Principles of Geology also challenged theories popularized by Georges Cuvier, which were the most accepted and circulated ideas about geology in England at the time.

His scientific contributions included an explanation of earthquakes, the theory of gradual "backed up-building" of volcanoes, and in stratigraphy the division of the Tertiary period into the Pliocene, Miocene, and Eocene.

Lyell was one of the first to believe that the world is older than 300 million years, on the basis of its geological anomalies.

He was a close friend of Charles Darwin, and contributed significantly to Darwin's thinking on the processes involved in evolution.

He helped to arrange the simultaneous publication in 1858 of papers by Darwin and Alfred Russel Wallace on natural selection, despite his personal religious qualms about the theory.

Lyell was born 14 November 1797 in Scotland about 15 miles north of Dundee in Kinnordy, near Kirriemuir in Forfarshire (now Angus). He was the eldest of ten children.

Lyell's father, also named Charles Lyell, was a lawyer and botanist of minor repute: it was he who first exposed his son to the study of nature.

Lyell entered Exeter College, Oxford, in 1816, and attended William Buckland's lectures. He graduated BA second class in classics, December 1819, and M.A. 1821.

After graduation he took up law as a profession, entering Lincoln's Inn in 1820. He completed a circuit through rural England, where he could observe geological phenomena.

In 1823 he was elected joint secretary of the Geological Society. As his eyesight began to deteriorate, he turned to geology as a full-time profession.

His first paper, "On a recent formation of freshwater limestone in Forfarshire", was presented in 1822.

By 1827, he had abandoned law and embarked on a geological career that would result in fame and the general acceptance of uniformitarianism, a working out of the ideas proposed by James Hutton a few decades earlier.
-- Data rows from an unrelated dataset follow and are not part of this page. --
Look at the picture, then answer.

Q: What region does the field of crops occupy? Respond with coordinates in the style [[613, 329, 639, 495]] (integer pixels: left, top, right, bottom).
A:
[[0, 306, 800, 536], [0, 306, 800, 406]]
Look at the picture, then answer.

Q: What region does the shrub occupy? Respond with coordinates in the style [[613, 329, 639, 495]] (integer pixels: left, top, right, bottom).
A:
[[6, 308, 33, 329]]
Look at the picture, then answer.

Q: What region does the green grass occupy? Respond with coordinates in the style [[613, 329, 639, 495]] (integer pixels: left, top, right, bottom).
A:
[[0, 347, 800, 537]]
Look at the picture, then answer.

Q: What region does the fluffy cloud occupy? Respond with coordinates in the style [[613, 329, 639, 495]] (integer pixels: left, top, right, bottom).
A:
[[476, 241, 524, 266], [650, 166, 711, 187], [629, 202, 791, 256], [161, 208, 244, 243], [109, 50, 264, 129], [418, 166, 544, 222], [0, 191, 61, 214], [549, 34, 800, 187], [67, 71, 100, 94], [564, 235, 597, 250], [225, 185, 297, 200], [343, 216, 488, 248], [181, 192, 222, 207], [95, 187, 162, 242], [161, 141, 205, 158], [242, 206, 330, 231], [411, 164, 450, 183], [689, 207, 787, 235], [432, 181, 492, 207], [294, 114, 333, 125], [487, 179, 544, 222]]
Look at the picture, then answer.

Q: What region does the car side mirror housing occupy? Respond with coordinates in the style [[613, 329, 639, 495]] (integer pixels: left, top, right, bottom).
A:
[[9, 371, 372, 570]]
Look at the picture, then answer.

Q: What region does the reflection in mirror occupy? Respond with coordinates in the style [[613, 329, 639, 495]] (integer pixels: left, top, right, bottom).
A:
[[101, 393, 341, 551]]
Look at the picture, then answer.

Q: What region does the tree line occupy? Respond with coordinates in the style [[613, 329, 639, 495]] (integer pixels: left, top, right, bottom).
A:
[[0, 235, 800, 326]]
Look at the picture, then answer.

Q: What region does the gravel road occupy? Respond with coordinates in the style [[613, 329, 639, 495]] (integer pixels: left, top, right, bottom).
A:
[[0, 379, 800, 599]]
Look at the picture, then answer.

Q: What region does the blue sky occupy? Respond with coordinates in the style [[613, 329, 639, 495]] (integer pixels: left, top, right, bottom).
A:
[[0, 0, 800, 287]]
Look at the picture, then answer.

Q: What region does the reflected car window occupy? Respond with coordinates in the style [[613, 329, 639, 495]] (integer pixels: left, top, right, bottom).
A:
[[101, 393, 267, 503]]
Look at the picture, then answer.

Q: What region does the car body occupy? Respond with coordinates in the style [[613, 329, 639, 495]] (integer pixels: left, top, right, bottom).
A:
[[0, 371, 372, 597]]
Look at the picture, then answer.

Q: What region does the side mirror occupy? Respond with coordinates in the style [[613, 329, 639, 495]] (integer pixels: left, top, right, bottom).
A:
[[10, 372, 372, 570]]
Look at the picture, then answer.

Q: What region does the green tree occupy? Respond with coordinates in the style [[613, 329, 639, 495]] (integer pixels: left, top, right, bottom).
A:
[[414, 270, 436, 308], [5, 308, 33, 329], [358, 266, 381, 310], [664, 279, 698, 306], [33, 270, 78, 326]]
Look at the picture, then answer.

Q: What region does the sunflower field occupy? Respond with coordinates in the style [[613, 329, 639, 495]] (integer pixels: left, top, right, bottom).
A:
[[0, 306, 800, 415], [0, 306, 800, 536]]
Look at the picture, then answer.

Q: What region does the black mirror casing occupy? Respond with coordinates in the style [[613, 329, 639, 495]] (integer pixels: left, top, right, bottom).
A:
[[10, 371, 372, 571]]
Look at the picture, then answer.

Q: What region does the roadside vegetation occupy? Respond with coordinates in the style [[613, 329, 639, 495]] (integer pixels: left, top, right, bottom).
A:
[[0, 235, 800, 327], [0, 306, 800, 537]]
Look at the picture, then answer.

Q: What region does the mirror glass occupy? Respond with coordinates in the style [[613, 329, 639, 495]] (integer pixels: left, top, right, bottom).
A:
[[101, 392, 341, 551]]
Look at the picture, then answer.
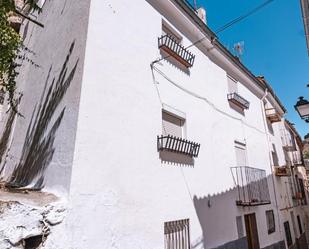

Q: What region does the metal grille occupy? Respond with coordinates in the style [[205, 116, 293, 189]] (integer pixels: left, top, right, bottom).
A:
[[157, 135, 200, 157], [158, 34, 195, 67], [227, 93, 250, 109], [164, 219, 190, 249], [231, 166, 270, 206]]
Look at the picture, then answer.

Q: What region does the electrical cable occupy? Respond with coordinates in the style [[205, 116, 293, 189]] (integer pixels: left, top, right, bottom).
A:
[[153, 0, 275, 63], [215, 0, 274, 34], [151, 65, 265, 134]]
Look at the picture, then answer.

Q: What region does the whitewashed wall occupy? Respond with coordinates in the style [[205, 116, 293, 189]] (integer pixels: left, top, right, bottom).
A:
[[67, 0, 282, 249]]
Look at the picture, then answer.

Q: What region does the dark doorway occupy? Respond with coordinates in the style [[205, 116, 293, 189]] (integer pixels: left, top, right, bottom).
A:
[[245, 213, 260, 249]]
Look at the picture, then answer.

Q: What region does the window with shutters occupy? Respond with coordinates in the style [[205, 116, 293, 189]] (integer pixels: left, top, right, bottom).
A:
[[158, 20, 195, 69], [266, 210, 276, 234], [235, 141, 247, 166], [227, 75, 250, 111], [164, 219, 190, 249], [162, 111, 185, 138], [236, 216, 245, 239], [0, 89, 5, 105], [157, 110, 200, 158], [271, 144, 279, 166], [297, 215, 303, 234], [283, 221, 293, 246], [162, 20, 182, 44]]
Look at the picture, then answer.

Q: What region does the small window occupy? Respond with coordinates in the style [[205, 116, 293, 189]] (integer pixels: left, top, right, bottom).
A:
[[297, 215, 303, 234], [266, 210, 276, 234], [164, 219, 190, 249], [162, 20, 182, 44], [162, 111, 185, 138], [271, 144, 279, 166], [283, 221, 293, 246], [227, 75, 238, 93], [236, 216, 245, 239], [235, 141, 247, 166], [37, 0, 46, 8], [0, 89, 5, 105]]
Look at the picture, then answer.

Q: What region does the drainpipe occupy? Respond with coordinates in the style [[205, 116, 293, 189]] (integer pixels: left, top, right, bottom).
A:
[[261, 88, 284, 243]]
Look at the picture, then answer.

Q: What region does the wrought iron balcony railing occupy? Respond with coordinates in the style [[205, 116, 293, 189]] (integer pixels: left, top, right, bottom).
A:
[[275, 166, 291, 177], [265, 108, 281, 123], [158, 35, 195, 67], [227, 93, 250, 109], [157, 135, 200, 157], [231, 166, 270, 206]]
In 1832, Lyell married Mary Horner in Bonn, daughter of Leonard Horner (1785–1864), also associated with the Geological Society of London.

During the 1840s, Lyell travelled to the United States and Canada, and wrote two popular travel-and-geology books: Travels in North America (1845) and A Second Visit to the United States (1849).

Lyell's wife died in 1873, and two years later (in 1875) Lyell himself died as he was revising the twelfth edition of Principles. He is buried in Westminster Abbey.

He came from a prosperous family, worked briefly as a lawyer in the 1820s, and held the post of Professor of Geology at King's College London in the 1830s.

Principles of Geology, Lyell's first book, was also his most famous, most influential, and most important.

He is best known, however, for his role in popularising the doctrine of uniformitarianism. He played a critical role in advancing the study of loess.

Lyell saw himself as "the spiritual saviour of geology, freeing the science from the old dispensation of Moses."